Ora sempre gli Abba, ma con Cassandra, dedicata a quella sfortunata fanciulla che prevedeva disgrazie senza essere mai creduta…Insomma, non esattamente benaugurante [è triste pensare che anche se allora non lo sapevo passando al fianco di quei lenzuoli bianchi per qualcuno, un runner come me, quel presagio si era avverato]…
Passo il cartello del 41^ e guardo il Garmin…ci siamo, quasi, potrei farcela…sono stanca, parecchio stanca, ma non voglio rinunciare, e allora  memore del mantra del coach Luca (“non pensare se ce la puoi fare perché stai già mettendoti in discussione, corri e basta”), mi ci metto di cuore e di testa, perché quelle ultime centinaia di metri li voglio fare correndo sul serio, accelerando, non per il tempo, ma per me stessa e per il piacere di quello che ho fatto nelle ultime 4 ore, perché tanto che importa che non sono mai stata una sportiva, visto che la maratona dopo tutto non è uno sport?!
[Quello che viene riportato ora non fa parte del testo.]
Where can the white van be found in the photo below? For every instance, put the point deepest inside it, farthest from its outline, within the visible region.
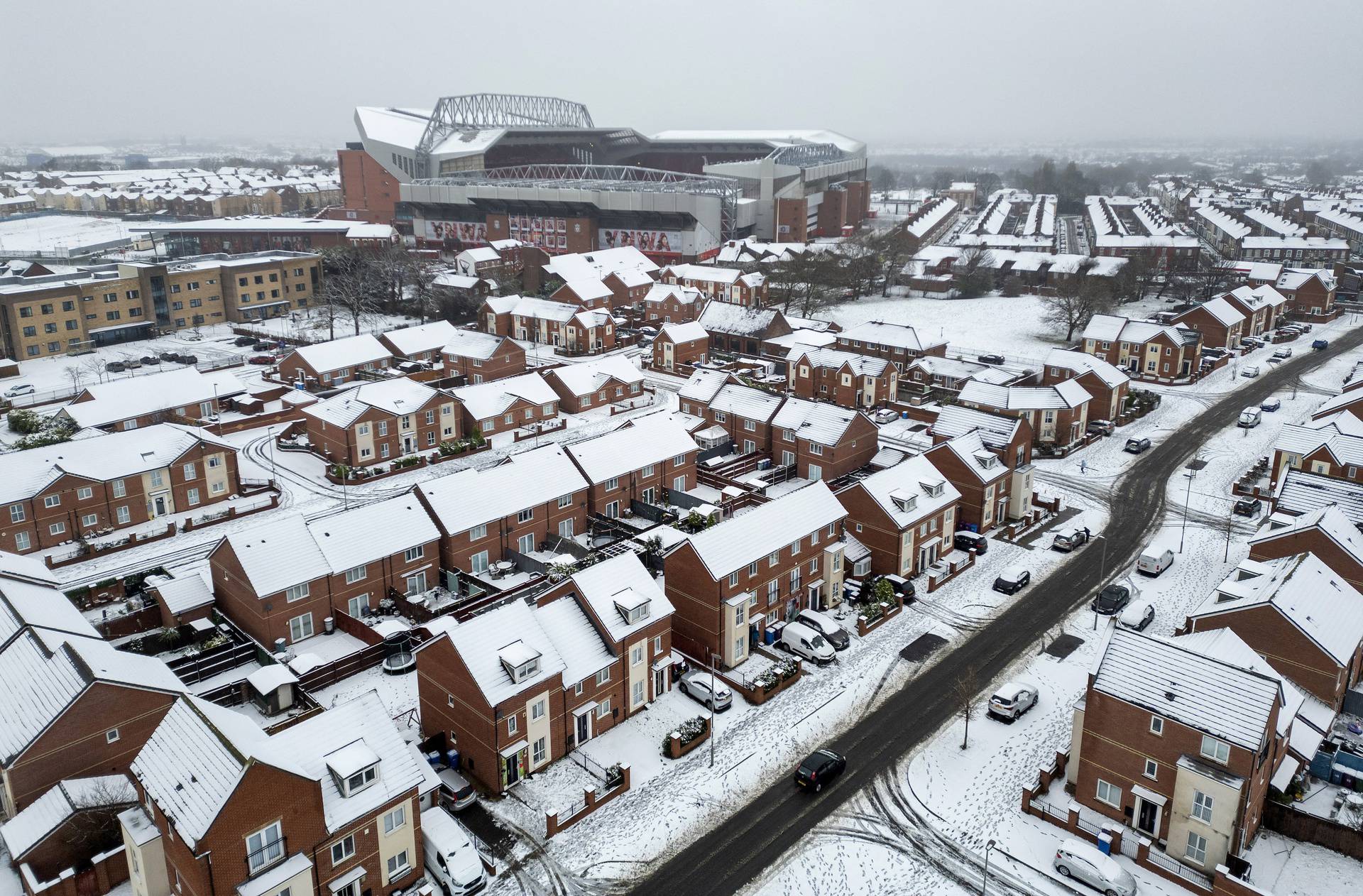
(1155, 559)
(806, 641)
(450, 857)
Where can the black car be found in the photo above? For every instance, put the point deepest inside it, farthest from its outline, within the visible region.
(819, 768)
(1111, 599)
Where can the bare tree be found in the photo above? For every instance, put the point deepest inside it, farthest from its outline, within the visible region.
(1074, 303)
(967, 690)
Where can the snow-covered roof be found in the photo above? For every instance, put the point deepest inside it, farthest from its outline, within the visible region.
(65, 799)
(1324, 607)
(471, 497)
(102, 457)
(887, 334)
(653, 439)
(588, 377)
(352, 351)
(615, 583)
(819, 422)
(689, 332)
(909, 491)
(1170, 678)
(138, 396)
(398, 396)
(491, 398)
(510, 635)
(767, 528)
(427, 337)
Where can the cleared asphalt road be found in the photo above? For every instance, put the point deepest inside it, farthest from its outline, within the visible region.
(738, 851)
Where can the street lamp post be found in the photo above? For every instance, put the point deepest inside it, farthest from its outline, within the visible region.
(985, 884)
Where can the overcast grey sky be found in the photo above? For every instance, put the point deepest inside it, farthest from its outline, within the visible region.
(953, 71)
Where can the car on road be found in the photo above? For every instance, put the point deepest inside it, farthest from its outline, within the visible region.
(832, 632)
(1069, 539)
(1111, 599)
(1088, 863)
(819, 768)
(1012, 580)
(1012, 700)
(885, 415)
(708, 689)
(1137, 616)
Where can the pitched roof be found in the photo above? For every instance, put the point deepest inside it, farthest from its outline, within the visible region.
(1208, 694)
(767, 528)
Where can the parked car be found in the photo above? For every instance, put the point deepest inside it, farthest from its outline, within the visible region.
(1155, 559)
(832, 632)
(1137, 616)
(1012, 580)
(885, 415)
(964, 540)
(1106, 427)
(450, 856)
(1088, 863)
(1069, 539)
(1111, 599)
(819, 768)
(708, 689)
(1012, 700)
(806, 643)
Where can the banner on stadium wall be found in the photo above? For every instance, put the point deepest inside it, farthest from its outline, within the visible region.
(655, 241)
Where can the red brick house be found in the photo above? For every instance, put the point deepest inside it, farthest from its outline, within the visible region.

Il traguardo a Santa Croce è bellissimo, e lo taglio con il sorriso (peccato che non c’è nemmeno una foto…), felice di quella felicità che per un attimo è solo tua e per questo vuoi tenertela stretta, e te la godi perché in fondo non hai nemmeno il fiatone e pensi che per una volta il lavoro serio paga, e che hai tanti da ringraziare, ma puoi anche, per una volta, ammettere di essere contenta di te stessa, di quello che hai fatto (4 ore, 9 minuti, 32 secondi, sarebbe stato da incidere…) e ancora potrai fare con il cuore, la testa e le gambe che finalmente sono una cosa sola.